Platycephalus caeruleopunctatus, the bluespotted flathead, drift flathead, Eastern blue-spot flathead, longnose flathead, red flathead, red spotted flathead, sand flathead or yank, is a species of predatory ray-finned fish belonging to the family Platycephalidae, the flatheads. Bluespotted flathead are a marine species and are predominantly found in offshore waters and coastal bays on the east coast of Australia where they are almost exclusively found on marine sand.

==Ecology==
Flatheads are notable for their unusual body shape, upon which their hunting strategy is based. Flathead are dorsally compressed, meaning their body is wide but flattened and very low in height. Both eyes are on the top of the flattened head, giving excellent binocular vision to attack overhead prey. The effect is somewhat similar to flounder. In contrast to flounder however, flathead are much more elongated, the tail remains vertical, and the mouth is large, wide and symmetrical. Bluespotted flathead use this body structure to hide in sand (their body colour changes to match their background), with only their eyes visible. While it has not been observed, it is thought that like other flathead species, the bluespotted flathead uses this camouflage to ambush small prey species. The species can also be an active swimmer and will actively chase prey without resorting to ambush.
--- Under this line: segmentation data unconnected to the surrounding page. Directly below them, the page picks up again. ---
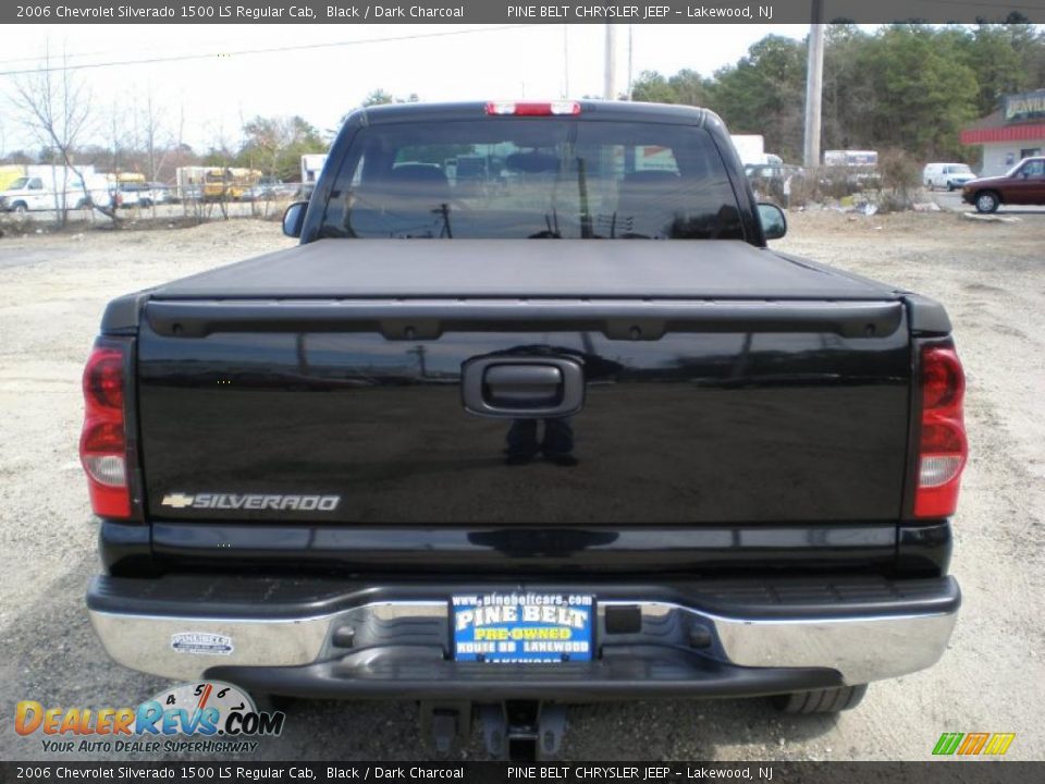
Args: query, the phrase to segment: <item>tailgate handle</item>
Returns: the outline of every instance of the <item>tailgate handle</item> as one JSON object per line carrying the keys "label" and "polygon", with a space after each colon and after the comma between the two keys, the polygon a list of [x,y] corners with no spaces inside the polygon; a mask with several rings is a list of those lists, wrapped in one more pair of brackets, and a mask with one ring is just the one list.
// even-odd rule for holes
{"label": "tailgate handle", "polygon": [[569,416],[583,404],[583,368],[566,357],[475,357],[462,366],[462,397],[481,416]]}
{"label": "tailgate handle", "polygon": [[554,365],[491,365],[483,384],[495,406],[549,406],[562,396],[563,371]]}

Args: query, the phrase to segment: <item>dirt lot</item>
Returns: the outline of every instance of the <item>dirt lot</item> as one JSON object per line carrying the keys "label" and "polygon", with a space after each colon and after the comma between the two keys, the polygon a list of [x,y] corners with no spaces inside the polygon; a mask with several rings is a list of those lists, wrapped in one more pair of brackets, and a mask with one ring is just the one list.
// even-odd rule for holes
{"label": "dirt lot", "polygon": [[[291,244],[278,232],[236,221],[0,238],[0,759],[46,757],[13,731],[19,700],[118,707],[164,685],[111,663],[83,609],[98,564],[76,457],[79,373],[104,303]],[[1015,732],[1010,758],[1045,758],[1043,245],[1045,216],[834,212],[792,215],[778,244],[938,298],[955,322],[972,456],[952,564],[966,602],[943,661],[873,685],[838,719],[782,720],[741,700],[576,709],[566,758],[919,760],[944,731]],[[259,758],[423,758],[415,715],[410,705],[296,705]]]}

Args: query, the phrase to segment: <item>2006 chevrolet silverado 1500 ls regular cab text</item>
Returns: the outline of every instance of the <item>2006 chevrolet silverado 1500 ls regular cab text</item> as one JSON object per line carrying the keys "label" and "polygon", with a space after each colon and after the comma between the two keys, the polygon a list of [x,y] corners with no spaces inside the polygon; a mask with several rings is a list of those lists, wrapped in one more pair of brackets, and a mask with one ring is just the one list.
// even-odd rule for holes
{"label": "2006 chevrolet silverado 1500 ls regular cab text", "polygon": [[494,752],[554,750],[569,702],[837,711],[930,666],[960,602],[950,324],[784,229],[704,110],[355,112],[299,246],[104,314],[106,649],[416,700],[442,746],[476,710]]}

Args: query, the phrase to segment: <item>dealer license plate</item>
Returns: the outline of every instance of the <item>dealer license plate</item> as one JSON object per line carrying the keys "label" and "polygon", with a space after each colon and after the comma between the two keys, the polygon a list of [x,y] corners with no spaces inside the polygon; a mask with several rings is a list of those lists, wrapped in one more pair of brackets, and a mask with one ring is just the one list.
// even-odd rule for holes
{"label": "dealer license plate", "polygon": [[500,663],[591,661],[594,598],[588,593],[451,597],[454,659]]}

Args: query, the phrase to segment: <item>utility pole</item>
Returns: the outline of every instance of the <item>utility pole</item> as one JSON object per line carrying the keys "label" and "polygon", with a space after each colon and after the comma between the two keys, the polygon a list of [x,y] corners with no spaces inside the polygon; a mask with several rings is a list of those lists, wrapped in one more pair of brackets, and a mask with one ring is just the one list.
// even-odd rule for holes
{"label": "utility pole", "polygon": [[635,56],[635,25],[628,25],[628,100],[631,100],[631,90],[635,86],[632,74],[632,59]]}
{"label": "utility pole", "polygon": [[809,60],[806,68],[806,149],[807,169],[820,166],[821,107],[824,94],[823,1],[813,0],[809,25]]}
{"label": "utility pole", "polygon": [[617,30],[612,24],[606,25],[606,71],[602,85],[602,97],[606,100],[616,98],[614,90],[617,82]]}
{"label": "utility pole", "polygon": [[569,25],[563,25],[563,98],[569,98]]}

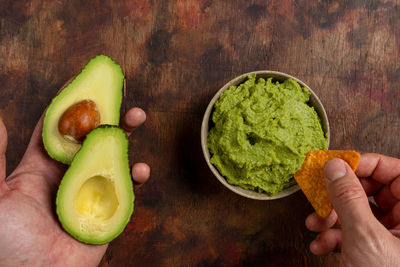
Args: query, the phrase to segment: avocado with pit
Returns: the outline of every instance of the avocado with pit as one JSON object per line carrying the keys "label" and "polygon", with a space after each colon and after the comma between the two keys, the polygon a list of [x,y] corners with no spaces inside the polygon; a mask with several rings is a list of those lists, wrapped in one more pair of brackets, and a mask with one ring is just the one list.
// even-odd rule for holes
{"label": "avocado with pit", "polygon": [[135,196],[128,145],[122,129],[99,126],[86,136],[62,178],[57,215],[63,228],[77,240],[108,243],[129,222]]}
{"label": "avocado with pit", "polygon": [[86,134],[102,124],[118,125],[124,74],[111,58],[92,58],[53,98],[43,120],[44,147],[53,159],[70,164]]}

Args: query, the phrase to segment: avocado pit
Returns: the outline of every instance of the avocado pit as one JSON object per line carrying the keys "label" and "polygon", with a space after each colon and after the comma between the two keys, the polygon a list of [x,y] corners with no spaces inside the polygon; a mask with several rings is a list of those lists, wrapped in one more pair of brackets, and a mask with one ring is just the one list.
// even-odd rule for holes
{"label": "avocado pit", "polygon": [[100,125],[100,112],[95,102],[82,100],[70,106],[58,121],[58,131],[68,141],[81,143],[85,136]]}

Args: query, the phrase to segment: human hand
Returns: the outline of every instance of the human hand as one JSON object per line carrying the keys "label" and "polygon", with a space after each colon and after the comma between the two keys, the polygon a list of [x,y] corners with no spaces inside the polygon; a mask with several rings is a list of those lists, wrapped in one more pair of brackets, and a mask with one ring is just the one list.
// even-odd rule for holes
{"label": "human hand", "polygon": [[334,210],[325,219],[316,213],[307,217],[307,228],[320,232],[311,252],[341,251],[341,266],[399,266],[400,160],[364,154],[358,178],[347,163],[333,159],[324,173]]}
{"label": "human hand", "polygon": [[[143,110],[132,108],[122,117],[121,127],[130,135],[145,120]],[[42,121],[43,116],[20,164],[5,179],[7,131],[0,119],[0,265],[97,266],[107,245],[80,243],[57,220],[55,198],[67,166],[44,150]],[[137,163],[132,176],[140,186],[149,178],[150,167]]]}

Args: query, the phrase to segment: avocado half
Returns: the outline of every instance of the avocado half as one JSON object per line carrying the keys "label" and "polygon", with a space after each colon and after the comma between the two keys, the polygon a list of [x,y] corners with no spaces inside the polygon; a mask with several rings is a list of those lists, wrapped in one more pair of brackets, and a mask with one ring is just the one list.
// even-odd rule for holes
{"label": "avocado half", "polygon": [[92,58],[75,79],[53,98],[43,119],[44,147],[53,159],[70,164],[80,143],[65,139],[58,130],[63,113],[72,105],[91,100],[100,113],[100,124],[118,125],[122,102],[124,74],[111,58]]}
{"label": "avocado half", "polygon": [[128,138],[115,126],[92,130],[61,180],[56,210],[63,228],[88,244],[105,244],[128,224],[134,193]]}

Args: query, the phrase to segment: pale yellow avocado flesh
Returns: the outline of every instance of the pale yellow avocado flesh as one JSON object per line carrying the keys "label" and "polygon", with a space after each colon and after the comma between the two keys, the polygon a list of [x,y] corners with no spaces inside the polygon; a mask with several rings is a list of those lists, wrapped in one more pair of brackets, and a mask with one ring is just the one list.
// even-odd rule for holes
{"label": "pale yellow avocado flesh", "polygon": [[117,237],[133,212],[133,184],[123,130],[103,126],[91,131],[65,173],[57,193],[57,214],[64,229],[89,244]]}
{"label": "pale yellow avocado flesh", "polygon": [[123,80],[121,67],[109,57],[99,55],[61,90],[46,110],[43,121],[43,143],[52,158],[69,164],[81,146],[58,131],[61,115],[72,105],[92,100],[100,113],[100,124],[119,124]]}

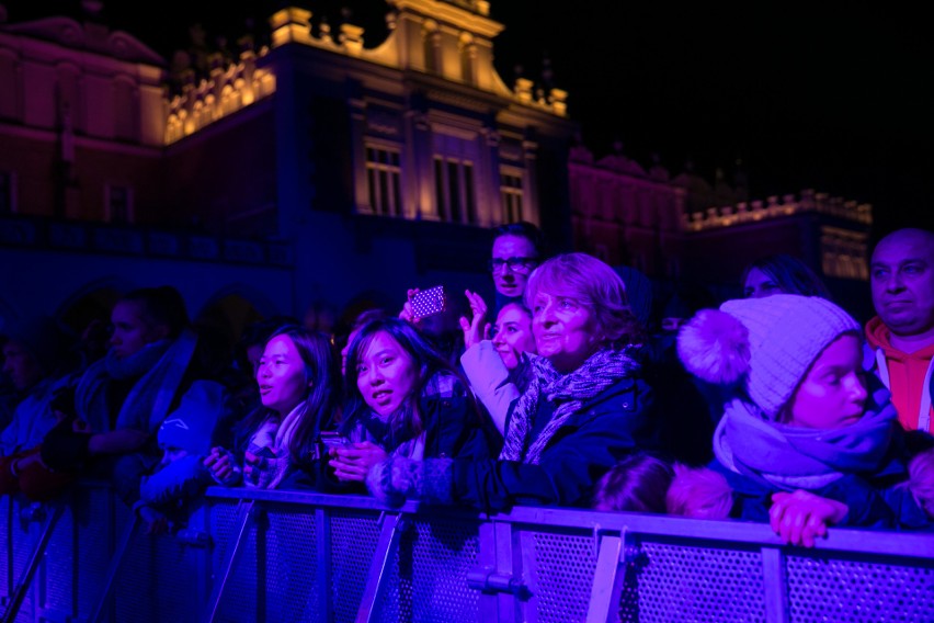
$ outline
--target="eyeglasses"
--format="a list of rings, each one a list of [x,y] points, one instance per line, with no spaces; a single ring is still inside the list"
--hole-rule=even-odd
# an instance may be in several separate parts
[[[526,273],[538,265],[538,258],[506,258],[505,260],[500,258],[493,258],[489,262],[487,262],[487,268],[490,269],[490,272],[503,272],[506,267],[512,272],[517,273]]]

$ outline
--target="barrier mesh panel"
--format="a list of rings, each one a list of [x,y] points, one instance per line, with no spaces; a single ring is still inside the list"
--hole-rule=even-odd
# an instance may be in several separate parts
[[[378,540],[376,516],[331,514],[331,596],[337,623],[356,620]]]
[[[266,620],[327,621],[318,587],[315,514],[270,511],[266,531]]]
[[[195,552],[167,534],[139,526],[114,580],[117,621],[200,621]]]
[[[467,573],[477,567],[478,524],[433,521],[414,528],[411,548],[399,552],[403,567],[407,556],[411,560],[413,620],[477,621],[479,592],[467,586]]]
[[[642,543],[626,568],[620,621],[765,621],[758,551]]]
[[[538,621],[567,623],[586,619],[596,567],[592,535],[533,533],[538,586]]]
[[[212,558],[214,581],[218,581],[220,575],[225,573],[224,563],[229,547],[234,545],[236,532],[239,530],[237,519],[236,502],[217,501],[212,508],[210,533],[215,536]],[[258,600],[261,587],[257,581],[257,532],[254,524],[240,543],[239,563],[231,570],[227,585],[224,587],[224,594],[220,596],[220,604],[217,609],[219,621],[250,623],[259,620],[257,613],[262,600]]]
[[[934,621],[934,552],[926,565],[896,559],[844,560],[788,556],[793,621]],[[914,562],[916,563],[916,562]]]

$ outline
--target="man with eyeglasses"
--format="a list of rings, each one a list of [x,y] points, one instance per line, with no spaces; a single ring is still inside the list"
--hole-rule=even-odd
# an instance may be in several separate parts
[[[531,223],[510,223],[493,229],[489,269],[497,287],[497,312],[508,303],[522,303],[528,275],[545,259],[544,240]]]

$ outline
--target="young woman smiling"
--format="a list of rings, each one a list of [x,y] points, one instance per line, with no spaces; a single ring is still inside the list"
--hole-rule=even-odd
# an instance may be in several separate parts
[[[236,453],[212,449],[205,465],[215,479],[294,488],[291,480],[317,473],[320,432],[332,428],[338,412],[334,371],[324,335],[292,325],[274,331],[257,370],[262,407],[235,430]]]
[[[419,461],[487,452],[466,383],[406,320],[361,327],[348,351],[346,390],[340,430],[351,443],[330,450],[340,480],[362,483],[388,456]]]

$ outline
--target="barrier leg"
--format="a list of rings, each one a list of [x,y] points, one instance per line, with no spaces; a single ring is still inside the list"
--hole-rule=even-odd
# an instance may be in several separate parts
[[[129,542],[133,540],[133,534],[136,532],[136,526],[139,525],[139,517],[134,512],[133,519],[129,524],[124,530],[123,537],[117,545],[116,551],[114,552],[113,558],[111,558],[111,565],[107,568],[107,577],[104,581],[104,590],[101,593],[100,599],[98,600],[98,605],[94,608],[93,614],[88,620],[90,623],[98,623],[104,615],[104,609],[106,608],[107,601],[110,601],[111,593],[114,589],[114,578],[116,578],[116,574],[119,570],[119,566],[123,563],[123,556],[126,554],[126,548],[129,546]]]
[[[23,604],[23,600],[26,597],[26,591],[33,584],[33,577],[35,576],[36,569],[38,569],[39,560],[45,554],[45,548],[48,546],[48,542],[52,539],[55,524],[58,523],[58,520],[61,519],[61,516],[65,512],[64,502],[55,502],[50,506],[52,514],[46,518],[38,543],[36,543],[36,546],[30,556],[30,560],[26,564],[26,568],[23,569],[23,574],[20,576],[20,580],[13,588],[13,592],[10,596],[10,603],[7,607],[7,612],[3,613],[3,623],[15,621],[16,614],[20,612],[20,607]]]
[[[230,574],[240,556],[240,544],[243,542],[243,537],[247,535],[250,525],[255,521],[255,511],[258,509],[254,508],[254,500],[240,500],[237,505],[239,509],[237,524],[239,528],[234,537],[234,543],[230,544],[227,551],[226,559],[220,568],[220,575],[214,580],[214,589],[210,593],[210,600],[207,602],[208,612],[205,621],[213,622],[217,618],[220,598],[224,596],[224,587],[227,585],[227,580],[230,579]]]
[[[373,565],[366,579],[366,588],[363,590],[363,599],[357,610],[357,623],[369,623],[373,621],[376,604],[383,598],[386,589],[385,576],[392,556],[399,550],[399,537],[402,533],[402,516],[389,513],[383,516],[383,529],[379,531],[379,541],[376,543],[376,552],[373,554]]]
[[[600,540],[586,623],[607,623],[617,620],[623,582],[626,579],[625,545],[625,532],[618,536],[605,534]]]

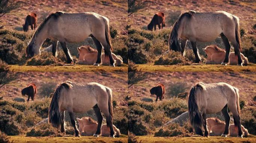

The bluespotted flathead can be distinguished from other flathead by its scattered blue spots, elongated dark blotches on the tail which become larger from the top of tail to the bottom. The lower preopercular spine is distinctly longer than the upper.

Bluespotted flathead are commonly encountered on marine sands in south-eastern Australia and are rarely found in other habitats. They reach up to 68 cm in length and it is thought that both males and females reach this maximum size.

==Fishing==
Both commercial and recreational fishers target bluespotted flathead. Often they are confused by fishers with the numerous other species of flathead caught in the same areas.